Más todavía, indica que de lo ocurrido podemos aprender a defendernos
del egocentrismo (lo real somos nosotros) y del egoísmo (la realidad
está para servirnos).
El Salvador, pues, tiene una deuda con el
pasado inexcusable. Más concretamente, con las víctimas de graves
violaciones a los derechos humanos, a las que se le han negado su
legítima exigencia de verdad, justicia, y reparación. Pretender borrar
el pasado de impunidad conlleva un mensaje de graves consecuencias para
el presente: deja un entorno favorable para la ejecución de nuevos
delitos, porque queda la percepción generalizada de que éstos no van a
ser investigados ni sus autores castigados.
Ahora bien, la
necesidad de verdad, justicia y reparación, no busca abrir heridas
(porque estas no se han cerrado), sino sanarlas. Pero para que esto sea
posible primero hay que medicarlas. Eso indica el sentido común. No se
trata de actos de venganza, sino de refundar la sociedad sobre bases de
respeto pleno a la dignidad humana.
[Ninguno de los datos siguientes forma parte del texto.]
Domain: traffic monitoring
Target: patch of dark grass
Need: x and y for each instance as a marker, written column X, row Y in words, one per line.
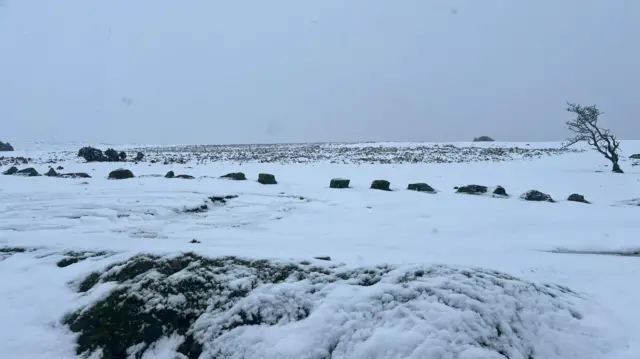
column 627, row 253
column 157, row 297
column 72, row 257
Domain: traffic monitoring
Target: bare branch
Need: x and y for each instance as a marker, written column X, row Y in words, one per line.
column 586, row 129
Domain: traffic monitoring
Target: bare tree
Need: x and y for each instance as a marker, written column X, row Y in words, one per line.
column 585, row 128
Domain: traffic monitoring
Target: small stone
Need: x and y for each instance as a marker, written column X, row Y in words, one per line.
column 500, row 191
column 74, row 175
column 51, row 173
column 339, row 183
column 420, row 187
column 11, row 171
column 577, row 198
column 121, row 173
column 382, row 185
column 536, row 196
column 472, row 189
column 266, row 178
column 236, row 176
column 28, row 172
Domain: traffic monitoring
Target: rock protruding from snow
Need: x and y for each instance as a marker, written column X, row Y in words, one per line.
column 483, row 139
column 5, row 147
column 472, row 189
column 229, row 307
column 266, row 178
column 51, row 173
column 536, row 196
column 382, row 185
column 575, row 197
column 421, row 187
column 11, row 171
column 184, row 177
column 28, row 172
column 500, row 191
column 74, row 175
column 121, row 173
column 236, row 176
column 339, row 183
column 91, row 154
Por eso se habla con más vehemencia
de justicia restaurativa que de justicia punitiva. La primera tiene como
finalidad principal sanar antes que castigar. De ahí que se estime como
indispensable el perdón. Un perdón que no es fácil ni barato ni
puramente formal. Algo de eso hemos tenido, pero está muy distante de
ser aceptable. La Comisión de la Verdad define el perdón no como algo
que se limite a no aplicar sanciones o penas, sino como una
determinación de rectificar la experiencia pasada y en la certeza de que
esa rectificación no será completa sino se pone énfasis sobre el
porvenir más que sobre el pasado.
Desde luego que no puede haber
futuro sin perdón, porque la venganza solamente engendra nueva
violencia. Los defensores de la inconstitucionalidad de la Ley de
Amnistía, tienen sed de justicia restaurativa, no de desquite. Y tienen
claro que no se puede saldar el pasado, eludiéndola.
- Carlos Ayala Ramírez es director de radio YSUCA, El Salvador.